Mitsubishi will be showing a total of 15 vehicles at the 42nd Tokyo Motor Show, held at the Tokyo Big Sight convention centre in Tokyo from November 30 through December 11. Two cars will make their world premiere at the show: the Mitsubishi Mirage and the Mitsubishi Concept PX-MiEV II. They respectively embody two major pillars to the company’s product strategy outlined in the ‘Jump 2013’ mid-term business plan: global strategic models focused on emerging markets and models featuring “green technology.”
The Mitsubishi Mirage compact car embodies the global model strategy while the Mitsubishi Concept PX-MiEV II SUV features “green technology” with its plug-in hybrid drive-train.
Also at the Mitsubishi Motors stand will be the Minicab-MiEV light commercial electric vehicle due to be released in the Japanese market in December this year and the i-MiEV new-generation electric vehicle (EV) which is currently on sale in countries all over the world including European countries, and is to be rolled out in the United States by the end of this year. Alongside these will be the RVR compact SUV (ASX in the UK market) powered by a new MIVEC engine that incorporates MMC’s Auto Stop & Go (AS&G) idle-stop technology, and the Pajero (Shogun the UK market) SUV powered by a “clean diesel” engine.

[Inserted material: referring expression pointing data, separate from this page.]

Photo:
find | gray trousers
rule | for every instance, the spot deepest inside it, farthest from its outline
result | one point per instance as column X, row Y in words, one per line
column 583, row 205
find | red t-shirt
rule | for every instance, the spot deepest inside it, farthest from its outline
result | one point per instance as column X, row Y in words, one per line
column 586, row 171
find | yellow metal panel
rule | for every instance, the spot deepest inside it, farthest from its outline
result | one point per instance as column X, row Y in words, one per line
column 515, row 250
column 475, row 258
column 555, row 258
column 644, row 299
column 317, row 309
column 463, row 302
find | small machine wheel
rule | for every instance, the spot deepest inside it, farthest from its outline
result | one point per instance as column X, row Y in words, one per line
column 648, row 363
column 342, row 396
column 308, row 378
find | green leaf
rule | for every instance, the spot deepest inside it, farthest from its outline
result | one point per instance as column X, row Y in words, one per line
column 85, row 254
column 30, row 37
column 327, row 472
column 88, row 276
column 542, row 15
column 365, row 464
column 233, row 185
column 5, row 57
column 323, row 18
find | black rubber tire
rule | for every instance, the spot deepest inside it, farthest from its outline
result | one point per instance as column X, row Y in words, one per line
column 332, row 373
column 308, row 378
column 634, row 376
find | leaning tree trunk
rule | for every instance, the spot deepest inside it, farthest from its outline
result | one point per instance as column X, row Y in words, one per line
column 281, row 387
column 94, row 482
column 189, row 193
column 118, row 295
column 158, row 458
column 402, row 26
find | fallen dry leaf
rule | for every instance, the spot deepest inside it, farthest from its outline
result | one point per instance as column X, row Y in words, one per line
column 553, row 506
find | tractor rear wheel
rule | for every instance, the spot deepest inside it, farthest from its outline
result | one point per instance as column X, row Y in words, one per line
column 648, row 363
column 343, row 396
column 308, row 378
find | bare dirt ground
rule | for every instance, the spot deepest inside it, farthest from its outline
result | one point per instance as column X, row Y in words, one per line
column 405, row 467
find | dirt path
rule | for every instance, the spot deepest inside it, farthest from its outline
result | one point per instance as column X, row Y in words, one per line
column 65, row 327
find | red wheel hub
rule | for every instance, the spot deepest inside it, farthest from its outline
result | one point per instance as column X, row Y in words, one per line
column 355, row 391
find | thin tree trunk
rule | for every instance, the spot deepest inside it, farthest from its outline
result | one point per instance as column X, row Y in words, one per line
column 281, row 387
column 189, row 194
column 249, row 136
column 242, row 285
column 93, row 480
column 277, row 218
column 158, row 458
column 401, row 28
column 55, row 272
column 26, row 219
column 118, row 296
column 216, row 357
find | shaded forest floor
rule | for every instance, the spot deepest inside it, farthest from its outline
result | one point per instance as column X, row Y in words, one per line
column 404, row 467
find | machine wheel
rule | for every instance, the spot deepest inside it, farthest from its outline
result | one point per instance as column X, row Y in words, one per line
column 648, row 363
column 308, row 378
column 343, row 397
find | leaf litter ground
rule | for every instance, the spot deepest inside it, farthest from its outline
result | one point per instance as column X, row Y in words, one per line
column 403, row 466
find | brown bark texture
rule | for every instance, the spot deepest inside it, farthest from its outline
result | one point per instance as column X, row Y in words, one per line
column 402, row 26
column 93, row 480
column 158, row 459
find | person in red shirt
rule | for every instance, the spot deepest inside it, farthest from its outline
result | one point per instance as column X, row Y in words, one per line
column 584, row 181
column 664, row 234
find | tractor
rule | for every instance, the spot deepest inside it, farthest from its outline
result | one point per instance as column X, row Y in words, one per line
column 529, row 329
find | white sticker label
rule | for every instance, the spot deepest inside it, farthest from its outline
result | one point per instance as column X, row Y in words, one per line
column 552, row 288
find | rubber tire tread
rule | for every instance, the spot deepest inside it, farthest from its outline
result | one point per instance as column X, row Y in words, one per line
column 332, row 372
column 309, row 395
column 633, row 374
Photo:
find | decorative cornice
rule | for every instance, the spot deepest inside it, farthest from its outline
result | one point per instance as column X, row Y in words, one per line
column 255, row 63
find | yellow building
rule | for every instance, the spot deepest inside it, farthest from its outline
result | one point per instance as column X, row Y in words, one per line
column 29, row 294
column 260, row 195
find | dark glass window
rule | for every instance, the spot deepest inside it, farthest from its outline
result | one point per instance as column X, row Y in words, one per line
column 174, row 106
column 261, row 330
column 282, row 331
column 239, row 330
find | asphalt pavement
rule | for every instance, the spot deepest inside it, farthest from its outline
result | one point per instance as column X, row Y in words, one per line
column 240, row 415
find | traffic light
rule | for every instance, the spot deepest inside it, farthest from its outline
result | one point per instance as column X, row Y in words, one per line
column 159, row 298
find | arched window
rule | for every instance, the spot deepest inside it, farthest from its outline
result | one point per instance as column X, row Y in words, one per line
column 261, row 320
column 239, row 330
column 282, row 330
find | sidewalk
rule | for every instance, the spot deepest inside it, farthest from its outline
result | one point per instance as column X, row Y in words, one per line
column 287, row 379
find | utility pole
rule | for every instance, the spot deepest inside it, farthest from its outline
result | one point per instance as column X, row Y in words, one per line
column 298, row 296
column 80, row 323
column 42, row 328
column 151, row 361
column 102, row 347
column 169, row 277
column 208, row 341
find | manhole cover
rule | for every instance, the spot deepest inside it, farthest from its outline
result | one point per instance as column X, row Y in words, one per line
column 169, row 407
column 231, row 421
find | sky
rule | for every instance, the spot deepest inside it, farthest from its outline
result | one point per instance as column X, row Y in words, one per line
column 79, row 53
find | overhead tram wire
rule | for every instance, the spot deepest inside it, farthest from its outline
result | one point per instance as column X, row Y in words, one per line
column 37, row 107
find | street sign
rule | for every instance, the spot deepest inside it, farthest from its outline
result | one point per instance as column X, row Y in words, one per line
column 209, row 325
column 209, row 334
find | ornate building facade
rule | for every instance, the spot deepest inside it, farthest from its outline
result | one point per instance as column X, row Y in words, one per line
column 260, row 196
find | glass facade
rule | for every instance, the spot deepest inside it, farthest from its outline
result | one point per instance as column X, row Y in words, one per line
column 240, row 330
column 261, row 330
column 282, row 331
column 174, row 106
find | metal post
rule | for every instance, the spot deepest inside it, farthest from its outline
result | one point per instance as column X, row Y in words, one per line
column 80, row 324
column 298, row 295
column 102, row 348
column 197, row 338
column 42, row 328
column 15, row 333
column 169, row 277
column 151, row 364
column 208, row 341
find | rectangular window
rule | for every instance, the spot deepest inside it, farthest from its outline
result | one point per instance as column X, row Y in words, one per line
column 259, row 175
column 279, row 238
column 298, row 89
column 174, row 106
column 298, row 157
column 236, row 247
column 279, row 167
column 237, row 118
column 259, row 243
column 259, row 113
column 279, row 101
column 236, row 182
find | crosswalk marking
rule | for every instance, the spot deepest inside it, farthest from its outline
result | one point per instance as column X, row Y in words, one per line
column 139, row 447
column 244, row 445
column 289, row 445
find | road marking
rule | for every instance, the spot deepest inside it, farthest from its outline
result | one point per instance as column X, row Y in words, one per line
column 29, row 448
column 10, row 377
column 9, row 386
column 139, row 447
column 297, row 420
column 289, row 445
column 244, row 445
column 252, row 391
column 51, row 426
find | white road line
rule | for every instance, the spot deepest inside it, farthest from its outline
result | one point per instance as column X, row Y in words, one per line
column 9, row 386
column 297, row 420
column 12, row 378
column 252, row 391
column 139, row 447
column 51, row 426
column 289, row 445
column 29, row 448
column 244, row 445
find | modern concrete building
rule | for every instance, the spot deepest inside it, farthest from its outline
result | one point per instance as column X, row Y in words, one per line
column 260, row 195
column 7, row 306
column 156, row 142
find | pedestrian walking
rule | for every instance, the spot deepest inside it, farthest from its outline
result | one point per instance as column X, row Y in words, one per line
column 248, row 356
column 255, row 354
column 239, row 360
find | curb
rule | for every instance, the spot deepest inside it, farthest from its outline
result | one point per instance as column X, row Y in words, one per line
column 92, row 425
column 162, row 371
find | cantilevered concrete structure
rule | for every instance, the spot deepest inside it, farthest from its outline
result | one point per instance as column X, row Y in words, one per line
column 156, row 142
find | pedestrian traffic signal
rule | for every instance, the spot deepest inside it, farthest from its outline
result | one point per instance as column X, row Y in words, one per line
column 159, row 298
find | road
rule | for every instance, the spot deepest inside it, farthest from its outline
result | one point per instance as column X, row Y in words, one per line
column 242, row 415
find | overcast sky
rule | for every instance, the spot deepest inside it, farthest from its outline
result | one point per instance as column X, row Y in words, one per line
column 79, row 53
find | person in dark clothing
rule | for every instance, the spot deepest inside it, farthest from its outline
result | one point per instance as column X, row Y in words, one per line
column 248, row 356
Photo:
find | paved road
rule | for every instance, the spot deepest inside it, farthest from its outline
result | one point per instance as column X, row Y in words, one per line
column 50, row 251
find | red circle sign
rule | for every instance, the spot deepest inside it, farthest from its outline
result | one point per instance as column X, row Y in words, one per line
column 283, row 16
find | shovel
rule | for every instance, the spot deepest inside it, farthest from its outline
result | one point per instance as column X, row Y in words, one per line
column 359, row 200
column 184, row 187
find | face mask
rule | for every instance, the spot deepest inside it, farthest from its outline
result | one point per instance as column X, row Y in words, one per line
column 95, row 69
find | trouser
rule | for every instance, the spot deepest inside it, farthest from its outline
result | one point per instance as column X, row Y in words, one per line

The Mitsubishi Motors stand will also feature the MiEV House, a concept of a “smart house” that tackles energy and global warming by managing energy usage between the home itself, “smart appliances,” EVs/plug-in hybrid vehicles (PHEV), and “smart grids” all at the same time through HEMS (Home Energy Management System) and MMC’s own EIS (Electric Vehicle Integration System). HEMS makes life more comfortable for people living in homes installed with it by continually monitoring power available to power being used and optimising both so that effects of energy shortages and energy costs can be reduced. Connected to a “smart home” with HEMS, EIS constantly monitors EV/PHEV battery usage and efficiency (which varies on how the EV/PHEV is driven), feeds this information to HEMS, which then optimises charging from the house so that the EV/PHEV always has enough energy in it.